Never been in a bridesmaid WhatsApp group, but I assume it's just a thousand consecutive photographs of dresses they are never actually going to buy and then the hurried notification "guys we're at the cupcake workshop like right actual now and they say they're going to cancel the class if more than three of us don't show up!" But I can tell you for sure that stag party WhatsApp groups are just 45 blokes called Lee saying "Wayne Rooney 3/1 first scorer ,, naughty!" and posting club photography from the night you all went out in Magaluf and he fingered two (two.) separate barmaids. This wedding can't come soon enough. They're not even in love, they're just doing it for the kid.
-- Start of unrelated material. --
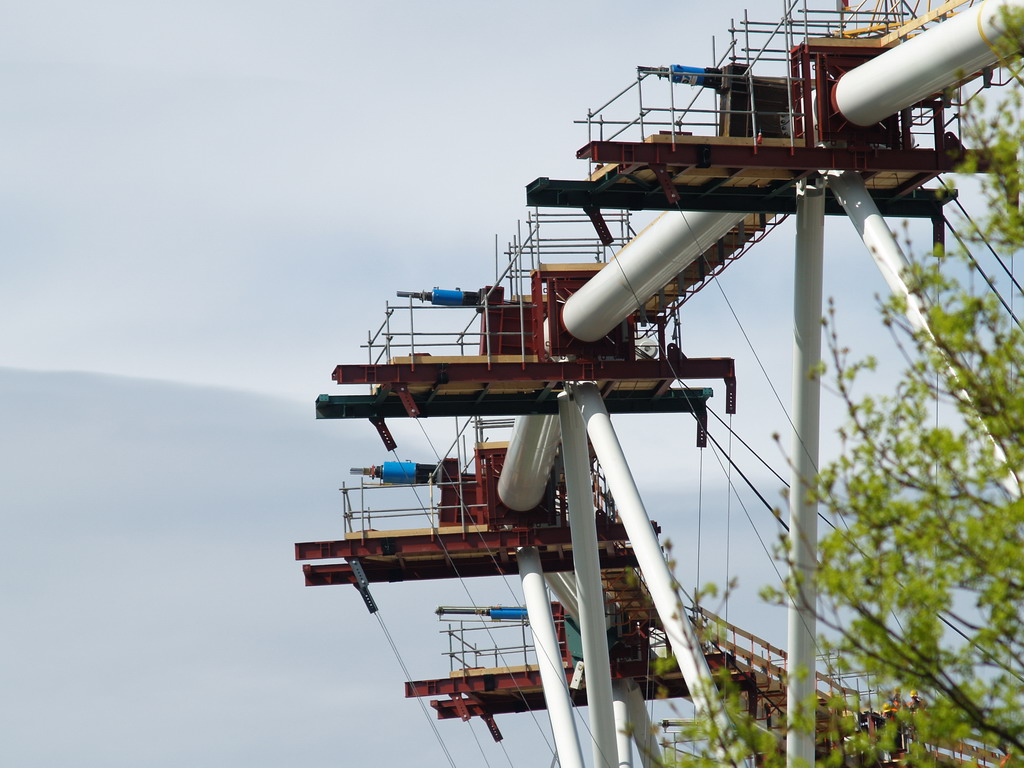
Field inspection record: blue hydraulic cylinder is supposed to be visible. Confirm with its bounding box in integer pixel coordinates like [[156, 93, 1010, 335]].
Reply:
[[381, 462, 417, 485], [398, 288, 480, 306], [669, 65, 708, 86], [489, 607, 526, 622], [352, 462, 437, 485]]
PERSON WHO LIVES FOR THIS WHATSAPP GROUP, WILL DIE FOR THIS WHATSAPP GROUP, THIS WHATSAPP GROUP IS EVERYTHING FOR THEM, PLEASE GUYS, DON'T FORGET TO CHECK IN EACH MORNING, PLEASE GUYS, WAKE 'N' WHATSAPP! GUYS, SOOOOOO NEED A COFFEE, LOL GUYS, COFFEE PIC COMING THROUGH, WHO'S READY FOR LUNCH? UGH: MEEEEEEEE, LIKE LOL GUYS, QUIET ON HERE TODAY, LOL LET ME KNOW IF ANYONE WANTS TO GO FOR LUNCH! ONLY JOKING, NO, LOL, JUST LIKE: I THINK I NEED A NEW JOB, LOL, SO BORED, I JUST FEEL LISTLESS, YOU KNOW? LIKE NO FOR REAL ARE YOU THERE GUYS, QUIET DAY! JUST ON THE COMMUTE HOME NOW, ANYONE ELSE PICK UP METRO? SHOCKING! SENDING A PICCY THROUGH NOW, LIKE LOL GUYYSSSS? IS THIS THING ON??? GUESS THERE'S A WHATSAPP OUTAGE, LOL OKAY, JUST LITTLE OLD ME, HAHA. NO FOR REAL GUYS I GOOGLED IT WHERE ARE YOU ALL, TEATIME! COURGETTI PIC COMING THROUGH, LOL GUYS, GUYS, GUYS. GUYS. PLEASE GUYS. GUYS I'M JUST SO FUCKING LONELY SINCE I MOVED TO THE CITY. GUYS. GUYS. GUYS. GUY—

Don't forget to have fun and be safe on WhatsApp!